Mayor Keith Wilson Backtracks on Increased Return-to-Work Mandate for City Employees

“Given the current budget constraints and our ongoing efforts to address unsheltered homelessness, the full return of staff to the office will not be feasible in 2025.”

Mayor Keith Wilson speaks with Councilor Olivia Clark. (Jake Nelson)

Four weeks before Mayor Keith Wilson took office Jan. 1, he got a taste of the kind of backlash the city of Portland’s top executive often experiences.

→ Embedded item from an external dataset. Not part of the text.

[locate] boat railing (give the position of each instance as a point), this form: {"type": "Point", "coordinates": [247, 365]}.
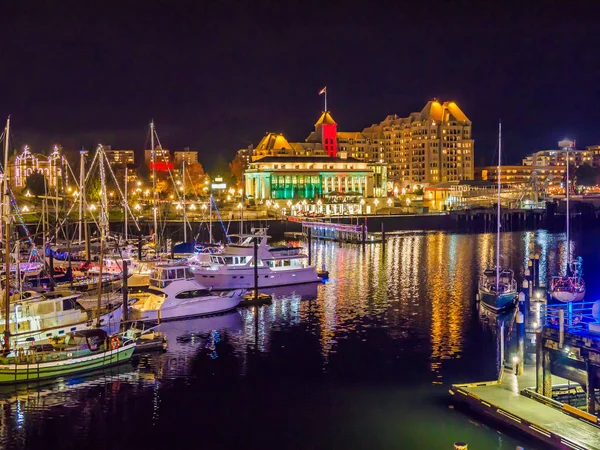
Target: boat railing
{"type": "Point", "coordinates": [286, 252]}
{"type": "Point", "coordinates": [572, 316]}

On a call with over 1,000 city employees Dec. 4, Wilson said he wanted them to come in to the office at least four days a week. Since the pandemic, the city of Portland has allowed its office employees to work partly remote, with a 20-hour in-office requirement per week instituted by Mayor Ted Wheeler in January 2024.

But Wilson’s offhand remark about requiring his employees to repopulate city offices for an additional weekday caused an immediate commotion among city employees and the labor unions representing those workers, who said it would lead to an exodus.

Now, Wilson has changed his tune. In reply to an inquiry from WW, his chief of staff, Aisling Coghlan, said Friday morning that Wilson has walked back the idea of mandating a full return-to-office policy in 2025.

“Given the current budget constraints and our ongoing efforts to address unsheltered homelessness, the full return of staff to the office will not be feasible in 2025,” Coghlan wrote in an email. “The Mayor is currently evaluating options and strategies related to increase reporting in person to job sites in 2025 and he will announce his strategy in the coming weeks.”

Coghlan added: “He continues to believe that having all staff return to their job sites will contribute to this goal. However, he acknowledges that this transition will not happen instantly.”